Mom was a migrant worker from the time she was a toddler playing  under the sombra of the vineyards until she was fifteen and cutting her hands on the thorny brambles of the cotton bushes, moving from place to place first with her parents, then with her tios when they both died. She hated that her education was interrupted and for that she never wanted to work in the fields again.

Her participation in la causa and community meetings were fodder for several arguments with my uncles. “What the hell are you doing, going to these meetings, isn’t it bad enough you go to night school, you’re never with your kids…”

That rang true, but she wasn’t gone because she was in a bar or with some man, we kids knew that. No one talked stuff about our mom like they did about one of the moms down the street. But sometimes she crumpled under their barrage of words, other times she let loose on them. Whatever happened though, my uncles and their wives were there for us, lending Mom money, bringing us food, and taking care of us.

Years later, when I was in high school we had renewed arguments, this time both my mom and I harangued our relatives. “We’re boycotting Coors, switch beers,” we’d say whenever they visited. “We thought it was just grapes,” they’d yell and add, ‘que la chingada,‘ for emphasis. It took a year of confronting them every time they popped open a Coors, but they stopped buying the brand.

In college I remember boycotting Safeway, standing in picket lines in Santa Barbara, and waving that red flag. By this time my cousin was involved in the Brown Berets and my mom was busy marching for a community pool in La Colonia, addressing workplace issues, and working on her BA at a university. My uncles noted the photos of the Kennedy’s, Cesar Chavez, and the Pope on the walls of our home. ” Is this is why you go to college?”

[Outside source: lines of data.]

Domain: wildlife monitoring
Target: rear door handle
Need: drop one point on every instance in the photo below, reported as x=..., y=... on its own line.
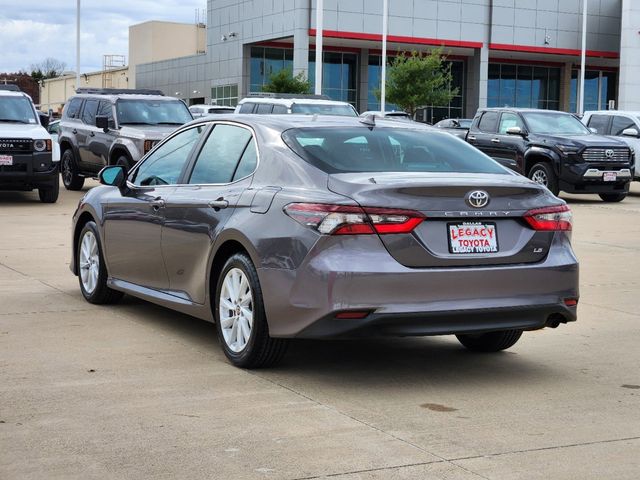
x=157, y=204
x=219, y=204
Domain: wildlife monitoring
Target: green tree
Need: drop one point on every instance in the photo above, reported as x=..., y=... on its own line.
x=419, y=79
x=285, y=82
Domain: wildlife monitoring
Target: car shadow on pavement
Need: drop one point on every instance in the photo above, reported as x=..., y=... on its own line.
x=368, y=361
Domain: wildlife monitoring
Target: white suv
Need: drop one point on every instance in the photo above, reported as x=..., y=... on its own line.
x=28, y=159
x=277, y=103
x=617, y=123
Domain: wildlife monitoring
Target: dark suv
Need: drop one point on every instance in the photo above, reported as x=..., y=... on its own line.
x=554, y=149
x=113, y=127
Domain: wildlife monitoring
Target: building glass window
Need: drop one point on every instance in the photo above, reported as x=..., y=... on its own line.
x=599, y=88
x=225, y=95
x=523, y=86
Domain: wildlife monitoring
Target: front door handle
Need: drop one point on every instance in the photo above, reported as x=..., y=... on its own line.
x=157, y=204
x=219, y=204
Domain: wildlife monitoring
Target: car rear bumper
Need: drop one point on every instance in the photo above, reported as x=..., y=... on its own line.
x=358, y=274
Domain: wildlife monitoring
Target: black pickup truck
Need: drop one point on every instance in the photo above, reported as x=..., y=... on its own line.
x=554, y=149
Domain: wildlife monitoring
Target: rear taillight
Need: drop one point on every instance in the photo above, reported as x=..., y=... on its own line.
x=557, y=218
x=346, y=220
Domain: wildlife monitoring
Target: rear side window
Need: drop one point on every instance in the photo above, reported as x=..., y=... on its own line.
x=246, y=108
x=73, y=108
x=89, y=112
x=600, y=123
x=359, y=149
x=488, y=122
x=219, y=157
x=620, y=124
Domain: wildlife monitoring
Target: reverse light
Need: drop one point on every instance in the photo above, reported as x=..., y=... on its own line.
x=348, y=220
x=558, y=218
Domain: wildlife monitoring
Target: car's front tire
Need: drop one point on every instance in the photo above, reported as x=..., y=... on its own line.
x=543, y=174
x=50, y=194
x=240, y=318
x=92, y=272
x=490, y=342
x=613, y=197
x=69, y=171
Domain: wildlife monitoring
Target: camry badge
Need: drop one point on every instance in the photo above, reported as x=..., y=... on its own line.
x=477, y=199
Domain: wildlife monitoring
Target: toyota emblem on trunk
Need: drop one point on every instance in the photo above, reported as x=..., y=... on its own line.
x=477, y=199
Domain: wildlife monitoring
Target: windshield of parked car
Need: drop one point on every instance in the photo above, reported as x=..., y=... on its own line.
x=323, y=109
x=386, y=149
x=17, y=109
x=152, y=112
x=554, y=123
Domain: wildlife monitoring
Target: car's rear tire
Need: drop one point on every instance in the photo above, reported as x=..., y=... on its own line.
x=69, y=171
x=50, y=194
x=613, y=197
x=543, y=174
x=240, y=318
x=490, y=342
x=92, y=272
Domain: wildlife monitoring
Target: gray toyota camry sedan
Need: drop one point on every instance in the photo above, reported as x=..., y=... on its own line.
x=282, y=227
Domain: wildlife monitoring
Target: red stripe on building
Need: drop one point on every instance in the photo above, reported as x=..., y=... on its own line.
x=376, y=37
x=551, y=50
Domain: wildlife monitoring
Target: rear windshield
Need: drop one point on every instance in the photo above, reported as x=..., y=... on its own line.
x=385, y=149
x=320, y=109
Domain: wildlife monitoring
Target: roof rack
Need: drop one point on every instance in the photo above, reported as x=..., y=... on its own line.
x=119, y=91
x=10, y=87
x=287, y=95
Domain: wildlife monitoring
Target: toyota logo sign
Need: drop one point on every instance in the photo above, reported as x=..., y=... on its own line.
x=477, y=199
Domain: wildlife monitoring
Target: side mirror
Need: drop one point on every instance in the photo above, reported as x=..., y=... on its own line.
x=44, y=119
x=516, y=131
x=103, y=123
x=113, y=176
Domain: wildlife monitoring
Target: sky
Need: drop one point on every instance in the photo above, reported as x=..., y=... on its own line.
x=32, y=30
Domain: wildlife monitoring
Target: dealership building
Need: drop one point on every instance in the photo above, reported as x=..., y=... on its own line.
x=523, y=53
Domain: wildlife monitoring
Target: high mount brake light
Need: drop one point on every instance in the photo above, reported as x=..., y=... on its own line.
x=558, y=218
x=347, y=220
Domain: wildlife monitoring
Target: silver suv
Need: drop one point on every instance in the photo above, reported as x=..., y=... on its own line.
x=113, y=127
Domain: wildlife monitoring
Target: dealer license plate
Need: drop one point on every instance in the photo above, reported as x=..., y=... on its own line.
x=473, y=237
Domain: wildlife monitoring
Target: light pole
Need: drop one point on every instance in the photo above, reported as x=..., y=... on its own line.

When Cesar Chavez died Mom went to Delano and paid her respects with 50,000 other people and mourned the loss of the great man who inspired her and gave her the three words she often repeats whenever we get discouraged. 

“Si se puedes,” she says, yes you can. And when I see that iconic flag, I hear those words, remember those sacrifices, and think of Cesar Chavez and my mom.